Celebrating National American Indian Heritage Month!
“An apocalypse may very well bring us together to meet an imminent danger, but once that apocalypse has receded, it will not be strong enough to keep us together. Something greater than fear is needed to build community.” —Steven Charleston, We Survived the End of the World: Lessons from Native America on Apocalypse and Hope
November is the month for celebrating American Indian heritage, and we've got some great reads to dive into this month of giving!
The Sea in Winter by Christine Day: Maisie Cannon has had a hard year: she hurt her leg and couldn't keep up with her ballet training. She feels hopeless, and with the upcoming family trip along the coast along the Makah community from her mother's childhood, she is less than thrilled. With dark feelings overriding the pain of her knee, can Maisie learn to find calm in this storm inside of her?
Elatsoe by Darcie Little Badger and Rovina Cai: Elatsoe--or Ellie for short--can raise the spirits of dead animals, like her ghost dog Kirby. Her cousin dies in a car crash, and everyone thinks accident, but his ghost tells Ellie different. In this alternate contemporary America with ancestral magics and knowledge of its Indigenous and immigrant groups, Ellie tracks the killer and unravels the mysteries of a creepy town in this incredible book.
The Only Good Indians by Stephen Graham Jones: This psychological horror follows four American Indian men and their families who are haunted by a disturbing event that occurred in their youth. Tracked by an entity filled with revenge years later, the four must grapple with identities they tried to shed.

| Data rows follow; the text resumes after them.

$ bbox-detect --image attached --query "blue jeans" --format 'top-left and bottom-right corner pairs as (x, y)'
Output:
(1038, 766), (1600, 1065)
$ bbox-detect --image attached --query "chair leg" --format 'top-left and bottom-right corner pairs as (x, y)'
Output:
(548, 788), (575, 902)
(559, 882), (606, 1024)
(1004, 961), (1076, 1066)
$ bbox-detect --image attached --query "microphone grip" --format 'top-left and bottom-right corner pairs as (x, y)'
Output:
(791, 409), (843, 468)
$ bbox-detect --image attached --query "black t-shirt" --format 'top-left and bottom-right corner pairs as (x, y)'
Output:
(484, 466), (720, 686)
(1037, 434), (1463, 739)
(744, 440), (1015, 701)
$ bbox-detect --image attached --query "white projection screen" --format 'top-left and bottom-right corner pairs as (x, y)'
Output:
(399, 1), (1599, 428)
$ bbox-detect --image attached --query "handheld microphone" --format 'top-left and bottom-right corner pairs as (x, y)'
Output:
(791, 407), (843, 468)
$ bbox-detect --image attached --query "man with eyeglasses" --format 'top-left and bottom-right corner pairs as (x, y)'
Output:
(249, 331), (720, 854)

A History of My Brief Body by Billy-Ray Belcourt: This collection of essays focuses on the expansive topics of grief, love, joy, queerness, and colonial violence.
Swim Home to the Vanished by Brenda Shay Basham: With grief fresh on Damien's mind after his younger brother's drowning, he flees to a fishing village in hopes of forgetting his past. As he arrives, a well-known local woman is being buried, and Damien meets her mother who welcomes him with a room and a job. As rumors swirl around the village of the mother's involvement in her daughter's death, Damien finds himself in the power struggle of right and wrong.

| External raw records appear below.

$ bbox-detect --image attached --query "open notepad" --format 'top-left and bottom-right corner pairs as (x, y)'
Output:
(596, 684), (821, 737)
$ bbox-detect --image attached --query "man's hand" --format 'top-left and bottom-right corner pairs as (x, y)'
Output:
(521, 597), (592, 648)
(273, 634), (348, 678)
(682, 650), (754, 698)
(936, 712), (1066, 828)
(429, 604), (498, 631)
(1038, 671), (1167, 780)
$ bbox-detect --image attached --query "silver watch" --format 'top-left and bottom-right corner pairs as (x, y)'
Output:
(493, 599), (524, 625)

A Council of Dolls by Mona Susan Power: This moving novel covers three generations of Yanktonai Dakota women from the 19th century to present day.
We Survived the End of the World: Lessons from Native America on Apocalypse and Hope by Steven Charleston: From the moment European settles set their sights on the American shorelines, various forms of apocalypses have crashed over Native Americans. Nowadays, new forms of apocalypse persist: pandemics, war, natural disasters--the list goes on! Charleston offers hope in these dark times with his words and insight.
As Long as Grass Grows: The Indigenous Fight for Environmental Justice, from Colonization to Standing Rock by Dina Gilio-Whitaker: The fight to protect sacred sites, providing safe water and food, and treaty violence is a long and fraught history. This dark, but educational read takes readers through the history of these important fights for justice.
To Shape a Dragon's Breath: The First Book of Nampeshiweisit by Moniquill Blackgoose: In this incredible fantasy, Anequs, and her people living peacefully on the island, Masquapaug, has bonded with a dragon to the delight of her people. The Anglish conquerors, however, do not look so kindly upon Anequs. Thrown into the world of the Anglish to survive, Anequs vows to not become the meek person expected by the conquerors.
Weaving Sundown in a Scarlet Light: Fifty Poems for Fifty Years by Joy Harjo: This is an incredibly moving poetry collection by former Poet Laureate.